PUNE A CHAPA COMPLETA E CASSA O MANDATO DE TEMER
Nesse cenário, inédito, o TSE concluiria que a chapa Dilma-Temer foi eleita de forma irregular em 2014 e deve ser cassada. Temer, portanto, perderia o mandato.
A data da conclusão do caso é importante porque se a chapa eleita for cassada até o final do ano de 2016, o Congresso teria de convocar novas eleições. Se a cassação ocorrer depois disso, a escolha do novo presidente acontece de forma indireta, por meio do voto de deputados e senadores.

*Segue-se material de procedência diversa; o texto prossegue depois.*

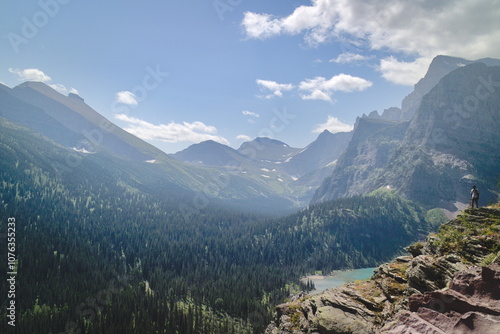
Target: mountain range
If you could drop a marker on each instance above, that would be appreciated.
(443, 139)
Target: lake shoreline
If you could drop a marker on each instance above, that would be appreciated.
(337, 278)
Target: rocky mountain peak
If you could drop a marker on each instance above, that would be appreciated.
(450, 284)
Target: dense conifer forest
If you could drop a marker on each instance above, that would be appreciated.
(99, 252)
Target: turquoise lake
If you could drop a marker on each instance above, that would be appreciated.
(340, 277)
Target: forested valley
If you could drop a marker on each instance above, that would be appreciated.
(98, 255)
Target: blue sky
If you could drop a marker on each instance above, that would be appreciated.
(179, 72)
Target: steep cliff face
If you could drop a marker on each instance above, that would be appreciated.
(450, 284)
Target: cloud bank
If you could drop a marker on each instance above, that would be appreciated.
(34, 74)
(172, 132)
(276, 88)
(419, 29)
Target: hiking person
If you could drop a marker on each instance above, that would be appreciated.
(474, 197)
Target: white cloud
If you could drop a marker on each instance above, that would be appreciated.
(62, 89)
(422, 29)
(320, 88)
(250, 113)
(333, 125)
(126, 97)
(348, 57)
(276, 88)
(30, 74)
(195, 132)
(243, 137)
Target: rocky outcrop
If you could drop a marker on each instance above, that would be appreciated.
(450, 284)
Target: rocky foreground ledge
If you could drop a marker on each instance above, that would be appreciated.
(449, 284)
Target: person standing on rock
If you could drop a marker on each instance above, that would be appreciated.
(474, 197)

Para o advogado de Dilma, “tudo leva a crer” que o processo terminará no primeiro semestre de 2017.
O passo a passo
ESTÁGIO ATUAL
O TSE está terminando de coletar o depoimento de testemunhas. Já foram ouvidas 25 testemunhas de acusação e seis de defesa. Edinho Silva, tesoureiro da campanha de Dilma em 2014, foi ouvido na segunda-feira (7). Na quarta-feira (9), Giles Azevedo, também foi ao TSE prestar depoimento. Ambos negaram irregularidades na campanha.
O QUE VEM DEPOIS
Segundo o advogado Flávio Caetano, faltam ser ouvidas duas testemunhas solicitadas pela defesa. Em seguida, será aberta possibilidade para ouvir testemunhas que sejam indicadas pela defesa de Temer.
A Corte também deve receber nos próximos dias a quebra do sigilo bancário das gráficas Red Seg Gráfica, Focal e Gráfica VTPB, que prestaram serviços à campanha de Dilma e Temer em 2014.
O ex-presidente da empreiteira Andrade Gutierrez, Otavio Azevedo, será ouvido novamente pelo tribunal na quinta-feira (17).
Encerrados os depoimentos e a chegada dos documentos, o ministro Herman Benjamin analisará o conjunto do material e abrirá prazo para as partes envolvidas apresentarem suas alegações finais sobre o caso. Em seguida, ele elabora seu voto e comunica ao presidente do TSE, Gilmar Mendes, que o processo está pronto para ser julgado pelo plenário da Corte.
DEPOIS, AINDA TEM O SUPREMO
É a primeira vez que o Tribunal Superior Eleitoral analisa se cassa ou não o mandato de um presidente da República. Independentemente da decisão, deve haver recurso das partes ao Supremo Tribunal Federal, que dará a palavra final sobre o caso.